Ich bin zum Spazieren verabredet, erst mit einer Freundin, dann mit einer anderen. Wir treffen uns schon jetzt nur zu zweit, so wie es die Bundeskanzlerin später am Nachmittag für ganz Deutschland anordnen wird. Ein paar sonnige, kalte Stunden im Wald, Bärlauchernte, ein kleiner Hund, der seinen Besitzern immer wieder wegläuft und den ich schließlich einfangen und in die Arme nehmen kann. Ich komme durchgefroren, aber glücklich nach Hause. Bis hierhin war es ein guter Tag.

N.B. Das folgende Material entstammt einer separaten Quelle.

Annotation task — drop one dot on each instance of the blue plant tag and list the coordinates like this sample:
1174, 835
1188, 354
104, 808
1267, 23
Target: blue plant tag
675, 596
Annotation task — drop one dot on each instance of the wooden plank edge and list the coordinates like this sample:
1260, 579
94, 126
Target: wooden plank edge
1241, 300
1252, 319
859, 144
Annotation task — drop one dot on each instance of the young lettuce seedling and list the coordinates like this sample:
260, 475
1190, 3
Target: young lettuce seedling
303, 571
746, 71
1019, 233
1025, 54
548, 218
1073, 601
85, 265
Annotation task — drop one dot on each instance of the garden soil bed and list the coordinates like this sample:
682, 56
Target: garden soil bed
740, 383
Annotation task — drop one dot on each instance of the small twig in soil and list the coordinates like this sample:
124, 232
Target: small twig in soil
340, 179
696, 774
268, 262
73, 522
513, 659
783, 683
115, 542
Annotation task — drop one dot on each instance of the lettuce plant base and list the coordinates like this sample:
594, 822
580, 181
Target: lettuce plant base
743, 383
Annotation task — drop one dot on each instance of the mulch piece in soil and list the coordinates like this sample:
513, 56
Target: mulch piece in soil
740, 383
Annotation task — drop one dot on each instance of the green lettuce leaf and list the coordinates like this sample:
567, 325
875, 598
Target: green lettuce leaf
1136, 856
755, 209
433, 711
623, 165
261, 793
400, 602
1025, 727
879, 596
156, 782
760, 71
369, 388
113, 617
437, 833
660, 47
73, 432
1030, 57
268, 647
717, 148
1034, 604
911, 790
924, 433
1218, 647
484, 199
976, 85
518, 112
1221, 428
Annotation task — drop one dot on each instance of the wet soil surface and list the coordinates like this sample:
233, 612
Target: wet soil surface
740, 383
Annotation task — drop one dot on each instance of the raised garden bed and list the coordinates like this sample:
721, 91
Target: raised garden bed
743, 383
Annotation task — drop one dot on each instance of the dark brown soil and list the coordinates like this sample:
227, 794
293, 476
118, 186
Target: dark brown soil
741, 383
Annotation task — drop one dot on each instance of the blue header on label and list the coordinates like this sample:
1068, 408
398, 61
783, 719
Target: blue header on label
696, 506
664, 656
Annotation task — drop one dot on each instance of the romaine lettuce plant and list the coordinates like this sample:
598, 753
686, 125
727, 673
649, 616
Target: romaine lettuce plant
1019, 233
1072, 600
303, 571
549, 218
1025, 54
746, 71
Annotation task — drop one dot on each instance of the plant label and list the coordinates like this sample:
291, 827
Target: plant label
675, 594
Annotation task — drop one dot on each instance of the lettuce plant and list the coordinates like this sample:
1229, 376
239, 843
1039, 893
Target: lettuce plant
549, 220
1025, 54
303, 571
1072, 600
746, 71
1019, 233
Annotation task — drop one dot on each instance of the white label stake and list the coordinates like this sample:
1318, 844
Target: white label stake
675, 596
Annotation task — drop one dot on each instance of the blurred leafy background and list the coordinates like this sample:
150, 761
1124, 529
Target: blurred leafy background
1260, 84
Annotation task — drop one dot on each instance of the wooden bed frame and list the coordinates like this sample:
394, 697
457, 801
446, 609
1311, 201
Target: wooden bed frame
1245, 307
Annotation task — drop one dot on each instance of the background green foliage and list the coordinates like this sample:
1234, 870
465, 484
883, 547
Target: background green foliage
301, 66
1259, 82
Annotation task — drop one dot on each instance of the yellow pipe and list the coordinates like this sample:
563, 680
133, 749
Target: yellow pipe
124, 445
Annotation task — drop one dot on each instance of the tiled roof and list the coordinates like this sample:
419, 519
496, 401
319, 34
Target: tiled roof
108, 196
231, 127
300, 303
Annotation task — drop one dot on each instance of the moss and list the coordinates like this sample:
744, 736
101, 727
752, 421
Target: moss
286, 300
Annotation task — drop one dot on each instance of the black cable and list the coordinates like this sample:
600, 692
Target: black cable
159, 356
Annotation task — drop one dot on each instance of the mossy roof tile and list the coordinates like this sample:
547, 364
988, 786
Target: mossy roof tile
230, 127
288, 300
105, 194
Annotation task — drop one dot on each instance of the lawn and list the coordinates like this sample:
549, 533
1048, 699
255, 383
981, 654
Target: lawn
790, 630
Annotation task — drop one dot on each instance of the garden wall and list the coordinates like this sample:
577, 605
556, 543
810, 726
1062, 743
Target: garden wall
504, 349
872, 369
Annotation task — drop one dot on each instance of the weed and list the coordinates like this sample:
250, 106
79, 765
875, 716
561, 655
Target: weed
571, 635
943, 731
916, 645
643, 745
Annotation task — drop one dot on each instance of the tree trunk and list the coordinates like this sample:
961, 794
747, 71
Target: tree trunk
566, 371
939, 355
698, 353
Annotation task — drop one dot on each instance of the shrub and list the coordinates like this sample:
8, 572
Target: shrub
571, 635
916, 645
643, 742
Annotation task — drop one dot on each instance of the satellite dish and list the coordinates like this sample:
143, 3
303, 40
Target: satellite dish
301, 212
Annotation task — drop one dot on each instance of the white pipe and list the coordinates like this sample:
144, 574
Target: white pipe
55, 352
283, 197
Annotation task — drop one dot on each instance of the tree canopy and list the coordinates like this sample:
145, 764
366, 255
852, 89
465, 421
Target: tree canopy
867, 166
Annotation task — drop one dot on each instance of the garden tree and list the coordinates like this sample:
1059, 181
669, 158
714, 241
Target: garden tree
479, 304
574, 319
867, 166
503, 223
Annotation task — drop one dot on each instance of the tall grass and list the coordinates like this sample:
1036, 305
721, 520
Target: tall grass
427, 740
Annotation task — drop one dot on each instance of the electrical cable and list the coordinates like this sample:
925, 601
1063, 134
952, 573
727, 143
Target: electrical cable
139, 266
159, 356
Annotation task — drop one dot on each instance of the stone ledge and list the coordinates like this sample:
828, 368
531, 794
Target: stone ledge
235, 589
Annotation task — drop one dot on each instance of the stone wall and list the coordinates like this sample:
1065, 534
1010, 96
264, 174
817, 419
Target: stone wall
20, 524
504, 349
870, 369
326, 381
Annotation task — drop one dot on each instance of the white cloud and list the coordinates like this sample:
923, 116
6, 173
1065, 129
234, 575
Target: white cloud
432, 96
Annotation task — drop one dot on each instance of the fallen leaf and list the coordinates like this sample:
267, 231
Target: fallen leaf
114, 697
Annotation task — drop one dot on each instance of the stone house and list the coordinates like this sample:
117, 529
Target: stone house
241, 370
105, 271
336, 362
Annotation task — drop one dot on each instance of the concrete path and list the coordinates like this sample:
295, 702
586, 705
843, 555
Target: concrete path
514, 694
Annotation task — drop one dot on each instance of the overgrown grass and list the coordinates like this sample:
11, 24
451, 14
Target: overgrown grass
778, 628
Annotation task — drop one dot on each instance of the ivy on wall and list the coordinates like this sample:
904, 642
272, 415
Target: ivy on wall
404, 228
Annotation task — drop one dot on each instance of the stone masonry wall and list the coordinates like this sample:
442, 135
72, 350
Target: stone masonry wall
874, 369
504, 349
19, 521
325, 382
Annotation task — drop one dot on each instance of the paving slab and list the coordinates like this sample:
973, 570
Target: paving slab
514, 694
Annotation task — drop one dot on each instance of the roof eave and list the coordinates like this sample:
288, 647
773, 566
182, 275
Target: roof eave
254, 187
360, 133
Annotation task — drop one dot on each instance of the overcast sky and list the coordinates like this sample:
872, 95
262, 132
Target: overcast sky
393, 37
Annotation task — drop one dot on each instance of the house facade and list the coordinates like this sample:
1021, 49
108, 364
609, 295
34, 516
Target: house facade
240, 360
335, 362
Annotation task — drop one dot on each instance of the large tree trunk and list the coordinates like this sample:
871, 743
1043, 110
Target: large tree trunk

Während die Bundeskanzlerin spricht – dieser Livestream funktioniert einwandfrei – klingelt das Telefon. Eine Klinikdirektorin, die ich von einer früheren Recherche kenne. Sie kritisiert einiges, was gerade passiert, leitet mir Studien weiter und stellt meine bisherigen Glaubenssätze infrage. Vielleicht ist meine Vorsicht doch übertrieben? Ich telefoniere weiter. Eine Freundin, die nach einem Sizilienurlaub auf einer norddeutschen Insel in Quarantäne ist. Meine Eltern, die beide ein hohes Risiko haben und sich jeden Tag mehr Gedanken machen. Meine kleine Schwester, die mit trockenem Husten, einem hyperaktiven Hund und ihrem ebenfalls hustenden Freund in einer Zweizimmerwohnung am Rande von Köln ausharrt. Auf Twitter die Meldung, dass Angela Merkel sich in Quarantäne begeben muss, nachdem ihr Arzt positiv getestet wurde.
Ein Dutzend Partien Online-Schach. Meine Augen flimmern. Ich überlege, ob ich vor neun ins Bett gehen kann. Spiele noch zwei Partien. Google nach den Langzeitfolgen des Virus. Finde heraus, dass man mit einer Lungenfibrose noch etwa fünf Jahre Lebenserwartung hat. Der trockene Husten meiner kleinen Schwester vermischt sich mit dem lauten Klicken, das mein iPad produziert, als mein Gegner, dem Bild nach zu urteilen ein Teenager aus Pakistan, meine Dame schlägt. Boom, übersehen. Ich gebe auf. In meinen Ohren summt es. Ich versuche, meinen Freund zu erreichen, meine Freundin auf der Insel, irgendjemand. Ich weiß nicht, warum ich plötzlich so traurig bin, es gibt keinen Grund dafür, versuche ich mir zu sagen. Doch ich kann mich nicht mehr hören, das Fiepen in meinen Ohren ist zu laut. Ich verwende in einigen WhatsApp-Nachrichten das Heul-Emoji, weine aber nicht wirklich. Irgendwann erreiche ich meinen Freund, er schaut gerade Tatort, sein Bruder ist auf dem Sofa neben ihm eingeschlafen. Ich beneide ihn um seine Gesellschaft, wir telefonieren so lange, bis ich wieder lachen kann.
Am nächsten Morgen scheint die Sonne. Ich gehe zum Bäcker und kaufe Zimtschnecken für zwei. Ich lege meiner Freundin eine Tüte ins Milchkästchen. Sie schreibt, dass sie sich freut. Das muss reichen.